Calm è nata a San Francisco nel 2012, in tempi non sospetti, da un’idea di Alex Tew e Michael Acton Smith, con l’obiettivo di offrire uno spazio per la meditazione in un mondo che allora andava troppo in fretta. Quasi subito, una delle sezioni più richieste diventano le Sleep Stories, le storie che accompagnano fra le braccia di Morfeo, e per di più sussurrate da personaggi noti come Matthew McConaughey, Idris Elba, Kate Winslet, Laura Dern, Eva Green, Privanka Chopra e Nick Jonas, Uno degli ultimi arrivati, e fra i più richiesti, è Dream with me (Sogna con me), l’episodio affidato alla voce dell’ex “One Direction” Harry Styles, che inizia la sua performance con una sudante promessa: “Questa notte vi aiuterò ad essere trasportati nel sonno con parole rassicuranti e musica rilassante”, andando poi avanti per 40 minuti, un tempo calcolato come sufficiente per ridurre in catalessi anche il più incallito dei sonnambuli, e senza alcun bisogno di sonniferi o psicofarmaci.

Tutto questo, ha catapultato Calm non solo all’attenzione del mondo che fatica a dormire – più vasto di quanto si possa immaginare - ma anche quello dell’indice borsistico tecnologico: nominata miglior app del 2017 direttamente dal colosso Apple, oggi, con quattro milioni di utenti paganti, vale un paio di miliardi di dollari.

Ma Calm non serve solo per sostituire le pecorelle da contare aspettando che il sonno arrivi, perché promette di aiutare gli utenti a rilassarsi e meditare attraverso una serie di contenuti audio appositamente studiati per agire tanto sull’anima quanto sul corpo. Nel menù della app si trovano lezioni di meditazione guidate da professionisti divise per argomenti (combattere ansia, rilassarsi, concentrarsi, alleviare lo stress eccetera), playlist di canzoni o suoni mindfulness, esercizi per la respirazione e il rilassamento del corpo, stretching e masterclass di meditazione, ognuno accompagnato da uno sfondo suggestivo, per offrire anche alle cornee la propria fetta di relax.

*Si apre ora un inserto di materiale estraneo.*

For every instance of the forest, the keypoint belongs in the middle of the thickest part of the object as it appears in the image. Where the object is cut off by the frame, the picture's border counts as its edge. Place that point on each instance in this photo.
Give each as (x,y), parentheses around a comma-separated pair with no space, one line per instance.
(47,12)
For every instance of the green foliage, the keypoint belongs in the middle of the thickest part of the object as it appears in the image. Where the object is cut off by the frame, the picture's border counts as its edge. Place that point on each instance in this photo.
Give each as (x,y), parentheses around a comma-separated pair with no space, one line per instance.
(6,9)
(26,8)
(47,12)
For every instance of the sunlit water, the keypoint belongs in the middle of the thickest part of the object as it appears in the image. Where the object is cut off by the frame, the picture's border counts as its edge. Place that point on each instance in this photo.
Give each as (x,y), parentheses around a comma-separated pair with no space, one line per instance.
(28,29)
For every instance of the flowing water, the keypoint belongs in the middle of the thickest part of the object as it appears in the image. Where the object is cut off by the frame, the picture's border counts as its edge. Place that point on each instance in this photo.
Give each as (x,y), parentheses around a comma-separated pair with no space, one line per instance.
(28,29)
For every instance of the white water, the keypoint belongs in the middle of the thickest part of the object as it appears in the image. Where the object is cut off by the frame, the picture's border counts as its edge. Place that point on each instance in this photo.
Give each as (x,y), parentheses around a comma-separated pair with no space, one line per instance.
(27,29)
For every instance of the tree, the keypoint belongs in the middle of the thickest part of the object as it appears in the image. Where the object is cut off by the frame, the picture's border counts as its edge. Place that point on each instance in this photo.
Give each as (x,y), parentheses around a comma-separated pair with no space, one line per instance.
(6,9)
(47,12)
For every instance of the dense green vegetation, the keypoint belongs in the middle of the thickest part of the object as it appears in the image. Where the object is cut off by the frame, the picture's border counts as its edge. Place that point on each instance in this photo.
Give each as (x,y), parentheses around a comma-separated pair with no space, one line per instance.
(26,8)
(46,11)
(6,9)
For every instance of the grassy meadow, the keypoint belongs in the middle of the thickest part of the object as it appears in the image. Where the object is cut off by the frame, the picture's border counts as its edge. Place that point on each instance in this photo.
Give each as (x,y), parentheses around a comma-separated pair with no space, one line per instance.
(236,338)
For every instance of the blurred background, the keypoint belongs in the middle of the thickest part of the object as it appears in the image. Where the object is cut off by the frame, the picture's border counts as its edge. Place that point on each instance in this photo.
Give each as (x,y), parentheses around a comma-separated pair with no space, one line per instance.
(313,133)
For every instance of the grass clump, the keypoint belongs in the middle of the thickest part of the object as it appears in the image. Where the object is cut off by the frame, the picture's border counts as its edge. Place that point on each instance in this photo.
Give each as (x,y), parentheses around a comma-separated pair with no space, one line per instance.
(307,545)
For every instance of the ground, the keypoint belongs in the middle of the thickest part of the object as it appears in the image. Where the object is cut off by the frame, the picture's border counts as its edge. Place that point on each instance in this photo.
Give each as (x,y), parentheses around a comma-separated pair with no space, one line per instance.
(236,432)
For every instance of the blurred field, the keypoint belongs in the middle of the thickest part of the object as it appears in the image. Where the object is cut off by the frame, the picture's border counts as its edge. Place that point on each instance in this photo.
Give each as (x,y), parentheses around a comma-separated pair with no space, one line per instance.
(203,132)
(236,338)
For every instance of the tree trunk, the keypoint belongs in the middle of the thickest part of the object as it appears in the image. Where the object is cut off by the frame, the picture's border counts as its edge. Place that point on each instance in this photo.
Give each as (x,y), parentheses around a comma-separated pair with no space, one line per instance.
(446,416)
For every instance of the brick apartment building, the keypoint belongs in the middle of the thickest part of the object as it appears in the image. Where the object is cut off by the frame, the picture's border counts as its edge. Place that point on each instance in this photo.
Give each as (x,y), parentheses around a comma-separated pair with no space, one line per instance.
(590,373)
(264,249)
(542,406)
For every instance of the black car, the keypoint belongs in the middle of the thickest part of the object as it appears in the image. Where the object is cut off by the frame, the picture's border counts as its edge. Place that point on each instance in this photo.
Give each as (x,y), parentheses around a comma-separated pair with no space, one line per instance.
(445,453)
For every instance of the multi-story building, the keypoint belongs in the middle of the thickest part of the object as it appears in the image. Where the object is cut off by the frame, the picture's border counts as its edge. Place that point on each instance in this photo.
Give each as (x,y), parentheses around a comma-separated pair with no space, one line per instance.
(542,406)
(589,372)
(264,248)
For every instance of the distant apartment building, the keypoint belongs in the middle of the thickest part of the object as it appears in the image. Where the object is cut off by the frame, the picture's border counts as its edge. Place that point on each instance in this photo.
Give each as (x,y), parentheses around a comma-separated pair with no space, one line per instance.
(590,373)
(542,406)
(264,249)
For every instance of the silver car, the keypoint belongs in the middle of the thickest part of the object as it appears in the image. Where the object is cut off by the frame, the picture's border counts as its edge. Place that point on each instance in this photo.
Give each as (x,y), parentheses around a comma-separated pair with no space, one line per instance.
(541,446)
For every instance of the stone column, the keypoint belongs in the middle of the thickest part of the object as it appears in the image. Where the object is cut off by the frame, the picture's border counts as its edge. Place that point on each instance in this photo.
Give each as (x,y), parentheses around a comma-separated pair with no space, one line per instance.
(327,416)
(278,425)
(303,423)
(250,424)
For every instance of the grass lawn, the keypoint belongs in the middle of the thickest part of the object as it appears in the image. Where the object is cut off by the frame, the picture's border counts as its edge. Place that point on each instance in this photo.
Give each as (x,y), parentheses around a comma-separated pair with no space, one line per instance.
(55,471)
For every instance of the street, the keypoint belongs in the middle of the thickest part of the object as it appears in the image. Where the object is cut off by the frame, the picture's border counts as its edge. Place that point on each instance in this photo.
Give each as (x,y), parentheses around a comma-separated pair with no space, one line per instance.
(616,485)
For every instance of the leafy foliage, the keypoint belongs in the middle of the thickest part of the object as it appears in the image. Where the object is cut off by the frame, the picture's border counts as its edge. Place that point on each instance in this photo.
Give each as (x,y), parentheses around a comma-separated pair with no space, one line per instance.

Disponibile su iOS e Android, Calm sembra avere un solo difetto: il costo annuale di 49,99 euro, con 7 giorni iniziali di prova gratuita, che includono un esercizio rilassante al giorno, più di 100 meditazioni a tema guidate, mastercalss di esperti e libero accesso alla libreria delle storie della buonanotte. Un costo elevato, per la media delle app, ma forse molto meno caro di farmaci e antidepressivi.